Lifeline Convoy Faces Violent Clashes on Way to Gaza

Lifeline Convoy Faces Violent Clashes on Way to Gaza

Cairo:  The “Lifeline” convoy organized by “Viva Palestina” and headed by the prominent British MP George Galloway began moving from the Port of El Arish to the Rafah crossing on its way to the Gaza Strip on Wednesday after a long day of clashes between the organizers of the Convoy and Egyptian security services.

The convoy which was transporting humanitarian aid to the Palestinians  included 158 vehicles carrying humanitarian aid, medicine and medical equipment.

Egypt decided to close the Rafah crossing on Thursday after the convoy passed through the crossing on Wednesday on its way to the Gaza Strip.
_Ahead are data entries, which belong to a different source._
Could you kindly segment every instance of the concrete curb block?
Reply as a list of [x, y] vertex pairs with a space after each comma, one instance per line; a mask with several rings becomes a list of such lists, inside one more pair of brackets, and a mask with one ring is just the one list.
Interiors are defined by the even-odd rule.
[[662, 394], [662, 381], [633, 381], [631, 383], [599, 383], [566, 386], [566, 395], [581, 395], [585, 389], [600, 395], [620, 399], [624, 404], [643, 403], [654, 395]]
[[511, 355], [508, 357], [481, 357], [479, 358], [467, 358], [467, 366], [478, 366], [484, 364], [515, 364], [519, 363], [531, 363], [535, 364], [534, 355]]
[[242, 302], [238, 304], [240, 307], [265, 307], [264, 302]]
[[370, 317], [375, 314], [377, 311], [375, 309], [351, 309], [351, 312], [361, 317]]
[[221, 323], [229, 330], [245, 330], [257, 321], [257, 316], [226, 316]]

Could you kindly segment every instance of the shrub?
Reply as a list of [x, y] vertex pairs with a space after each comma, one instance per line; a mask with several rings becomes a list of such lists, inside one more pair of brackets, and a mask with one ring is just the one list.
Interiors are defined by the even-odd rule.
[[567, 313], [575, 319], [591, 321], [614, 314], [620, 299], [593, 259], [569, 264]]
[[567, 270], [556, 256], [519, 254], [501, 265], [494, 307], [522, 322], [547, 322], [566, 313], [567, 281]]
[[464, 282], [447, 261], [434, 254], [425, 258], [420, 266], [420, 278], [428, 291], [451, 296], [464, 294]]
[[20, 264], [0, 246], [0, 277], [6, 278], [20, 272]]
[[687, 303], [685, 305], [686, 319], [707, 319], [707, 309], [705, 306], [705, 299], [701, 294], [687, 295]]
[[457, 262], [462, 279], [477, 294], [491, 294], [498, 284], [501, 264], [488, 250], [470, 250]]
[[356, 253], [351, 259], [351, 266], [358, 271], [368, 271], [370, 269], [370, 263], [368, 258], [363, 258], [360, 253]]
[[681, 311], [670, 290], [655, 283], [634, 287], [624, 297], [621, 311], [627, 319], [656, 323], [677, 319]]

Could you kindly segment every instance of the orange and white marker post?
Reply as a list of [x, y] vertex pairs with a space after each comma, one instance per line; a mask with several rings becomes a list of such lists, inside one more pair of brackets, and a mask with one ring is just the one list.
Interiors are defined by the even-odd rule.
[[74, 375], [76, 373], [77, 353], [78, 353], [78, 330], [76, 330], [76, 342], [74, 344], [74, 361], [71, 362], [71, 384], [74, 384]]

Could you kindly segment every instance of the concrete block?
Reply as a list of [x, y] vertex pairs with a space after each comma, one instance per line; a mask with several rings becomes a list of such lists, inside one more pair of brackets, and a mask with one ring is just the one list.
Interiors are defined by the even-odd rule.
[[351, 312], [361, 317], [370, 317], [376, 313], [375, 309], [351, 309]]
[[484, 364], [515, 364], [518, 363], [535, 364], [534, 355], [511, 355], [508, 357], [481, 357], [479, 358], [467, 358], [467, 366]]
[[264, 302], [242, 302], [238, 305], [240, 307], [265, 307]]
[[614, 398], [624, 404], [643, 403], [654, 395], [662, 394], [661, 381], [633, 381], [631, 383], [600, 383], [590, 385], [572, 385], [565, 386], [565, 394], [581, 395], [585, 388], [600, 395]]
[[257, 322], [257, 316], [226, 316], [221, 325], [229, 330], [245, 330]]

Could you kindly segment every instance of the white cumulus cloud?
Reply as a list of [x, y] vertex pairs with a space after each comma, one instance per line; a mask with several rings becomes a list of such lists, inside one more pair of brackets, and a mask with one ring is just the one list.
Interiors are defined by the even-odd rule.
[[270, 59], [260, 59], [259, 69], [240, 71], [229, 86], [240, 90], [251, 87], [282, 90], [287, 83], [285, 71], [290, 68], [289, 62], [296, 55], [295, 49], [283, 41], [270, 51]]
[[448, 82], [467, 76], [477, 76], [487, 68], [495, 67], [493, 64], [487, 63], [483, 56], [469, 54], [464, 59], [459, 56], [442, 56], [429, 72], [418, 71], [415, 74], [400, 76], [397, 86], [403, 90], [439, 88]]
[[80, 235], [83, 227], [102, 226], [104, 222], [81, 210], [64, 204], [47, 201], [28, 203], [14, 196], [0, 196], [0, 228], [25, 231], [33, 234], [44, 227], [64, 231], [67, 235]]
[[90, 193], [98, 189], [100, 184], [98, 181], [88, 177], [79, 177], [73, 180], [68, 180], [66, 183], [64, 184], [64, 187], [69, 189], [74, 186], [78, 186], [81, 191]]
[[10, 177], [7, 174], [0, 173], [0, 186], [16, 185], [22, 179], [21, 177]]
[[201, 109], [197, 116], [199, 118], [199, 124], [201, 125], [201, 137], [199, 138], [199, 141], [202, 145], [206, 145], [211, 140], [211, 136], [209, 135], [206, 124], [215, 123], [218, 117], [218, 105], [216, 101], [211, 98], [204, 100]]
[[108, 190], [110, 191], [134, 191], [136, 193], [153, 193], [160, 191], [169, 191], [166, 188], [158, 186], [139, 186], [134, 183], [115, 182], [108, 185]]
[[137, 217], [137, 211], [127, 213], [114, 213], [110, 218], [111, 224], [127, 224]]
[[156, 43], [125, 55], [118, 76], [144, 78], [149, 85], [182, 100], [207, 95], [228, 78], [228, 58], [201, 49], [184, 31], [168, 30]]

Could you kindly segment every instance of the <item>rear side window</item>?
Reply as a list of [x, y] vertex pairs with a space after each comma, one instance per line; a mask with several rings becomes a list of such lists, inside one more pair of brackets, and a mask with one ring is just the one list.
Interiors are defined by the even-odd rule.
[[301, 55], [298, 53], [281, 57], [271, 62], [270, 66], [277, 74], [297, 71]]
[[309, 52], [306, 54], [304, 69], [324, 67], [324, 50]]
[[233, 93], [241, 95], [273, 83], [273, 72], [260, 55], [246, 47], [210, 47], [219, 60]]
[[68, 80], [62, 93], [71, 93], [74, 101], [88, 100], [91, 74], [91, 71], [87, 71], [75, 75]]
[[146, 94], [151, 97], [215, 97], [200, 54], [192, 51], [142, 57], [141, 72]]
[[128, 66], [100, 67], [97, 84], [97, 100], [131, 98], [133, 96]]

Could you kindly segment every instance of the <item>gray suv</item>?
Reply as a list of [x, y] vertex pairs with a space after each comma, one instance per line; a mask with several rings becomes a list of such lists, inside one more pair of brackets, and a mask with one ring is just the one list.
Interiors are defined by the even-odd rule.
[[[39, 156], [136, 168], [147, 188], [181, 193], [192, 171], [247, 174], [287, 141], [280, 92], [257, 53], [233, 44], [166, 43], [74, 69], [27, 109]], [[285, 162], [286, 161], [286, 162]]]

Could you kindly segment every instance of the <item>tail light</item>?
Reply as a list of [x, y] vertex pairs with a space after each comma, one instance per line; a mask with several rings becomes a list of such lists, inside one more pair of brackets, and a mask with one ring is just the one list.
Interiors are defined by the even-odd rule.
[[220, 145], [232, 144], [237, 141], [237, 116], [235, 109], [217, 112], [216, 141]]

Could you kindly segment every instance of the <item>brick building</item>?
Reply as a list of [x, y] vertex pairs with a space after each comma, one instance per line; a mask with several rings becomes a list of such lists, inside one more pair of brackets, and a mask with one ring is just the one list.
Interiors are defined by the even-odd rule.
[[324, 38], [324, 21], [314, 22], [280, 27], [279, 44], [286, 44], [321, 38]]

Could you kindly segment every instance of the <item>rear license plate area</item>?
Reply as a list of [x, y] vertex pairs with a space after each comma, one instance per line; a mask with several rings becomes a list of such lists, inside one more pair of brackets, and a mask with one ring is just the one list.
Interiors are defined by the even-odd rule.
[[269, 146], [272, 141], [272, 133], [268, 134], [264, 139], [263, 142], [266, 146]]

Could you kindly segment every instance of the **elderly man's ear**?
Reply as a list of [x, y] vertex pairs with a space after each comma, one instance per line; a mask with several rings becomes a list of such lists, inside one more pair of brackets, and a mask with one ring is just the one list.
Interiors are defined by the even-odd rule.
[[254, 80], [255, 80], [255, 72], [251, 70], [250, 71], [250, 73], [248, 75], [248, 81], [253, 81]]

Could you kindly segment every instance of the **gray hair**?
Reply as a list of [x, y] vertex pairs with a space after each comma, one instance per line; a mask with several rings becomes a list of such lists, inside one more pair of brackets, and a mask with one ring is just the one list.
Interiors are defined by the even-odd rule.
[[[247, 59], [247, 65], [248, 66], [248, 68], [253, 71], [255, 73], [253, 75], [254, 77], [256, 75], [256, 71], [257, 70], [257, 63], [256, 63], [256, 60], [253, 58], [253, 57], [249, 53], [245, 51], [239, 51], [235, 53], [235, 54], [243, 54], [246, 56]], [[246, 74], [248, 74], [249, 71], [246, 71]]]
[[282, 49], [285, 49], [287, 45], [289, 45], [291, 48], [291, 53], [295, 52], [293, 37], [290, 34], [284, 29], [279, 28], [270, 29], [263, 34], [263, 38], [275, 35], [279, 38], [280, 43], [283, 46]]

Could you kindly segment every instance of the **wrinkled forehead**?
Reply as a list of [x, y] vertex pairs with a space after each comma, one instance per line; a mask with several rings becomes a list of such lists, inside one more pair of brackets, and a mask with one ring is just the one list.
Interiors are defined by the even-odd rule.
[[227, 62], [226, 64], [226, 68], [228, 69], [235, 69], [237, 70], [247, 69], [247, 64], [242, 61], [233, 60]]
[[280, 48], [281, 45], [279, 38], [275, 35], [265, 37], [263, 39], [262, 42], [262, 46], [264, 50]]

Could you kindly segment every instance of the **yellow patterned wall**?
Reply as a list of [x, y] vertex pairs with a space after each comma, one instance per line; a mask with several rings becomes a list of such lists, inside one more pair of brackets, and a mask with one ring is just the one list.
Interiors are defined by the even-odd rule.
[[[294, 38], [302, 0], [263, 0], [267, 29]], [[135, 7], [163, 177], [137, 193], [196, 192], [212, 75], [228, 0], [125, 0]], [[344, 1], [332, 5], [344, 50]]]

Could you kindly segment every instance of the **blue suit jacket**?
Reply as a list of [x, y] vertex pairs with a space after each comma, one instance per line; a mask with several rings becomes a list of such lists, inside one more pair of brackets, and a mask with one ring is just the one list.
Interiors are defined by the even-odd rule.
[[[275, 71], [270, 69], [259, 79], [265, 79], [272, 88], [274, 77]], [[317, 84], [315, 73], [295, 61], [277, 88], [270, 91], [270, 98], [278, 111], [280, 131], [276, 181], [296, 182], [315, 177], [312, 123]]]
This came after clashes broke out between a number of the organizers of the convoy and Egyptian security in El Arish port on Tuesday night. Dozens of Palestinians threw stones at Egyptian security while Hamas leaders denounced what they considered, “an attack on the members of the convoy.”

The clashes involved Palestinian militants firing on the Egyptian police at the border between Egypt and the Gaza Strip killing one Egyptian policeman and wounding nine others. Dozens of Palestinians were also injured in the clashes during a demonstration organized by the Islamic resistance movement, Hamas.

Violence broke out on Wednesday afternoon on the Egyptian border, after some Palestinian demonstrators and supporters of the convoy threw stones and shot at the Egyptian security, leaving 17 Egyptian police officers wounded and killing one officer from Beni-Sueif named Ahmed Shaaban.

The Egyptian security authorities arrested 7 of the participants in these events from different nationalities, including one American, two Turks, two Britons, a Malaysian and a Kuwaiti, and referred them to the prosecutor for investigations.

55 people were injured on Tuesday evening in the city of El Arish, 50 miles from the border with Gaza, in clashes between Egyptian police and pro-Palestinian activists involved in the ”Lifeline” convoy.

The convoy, carrying aid to the Gaza Strip, arrived Monday in El Arish, but did not move into Gaza because of differences between the organizers and the authorities which refused to allow the 59 trucks to enter.

An Egyptian security source in Rafah said late yesterday that the cars in the convoy started out successively in groups on their way to El Arish after an agreement between the Egyptian authorities and regulators to keep 40 vehicles in El Arish until a further agreement on passage through the crossing could be reached.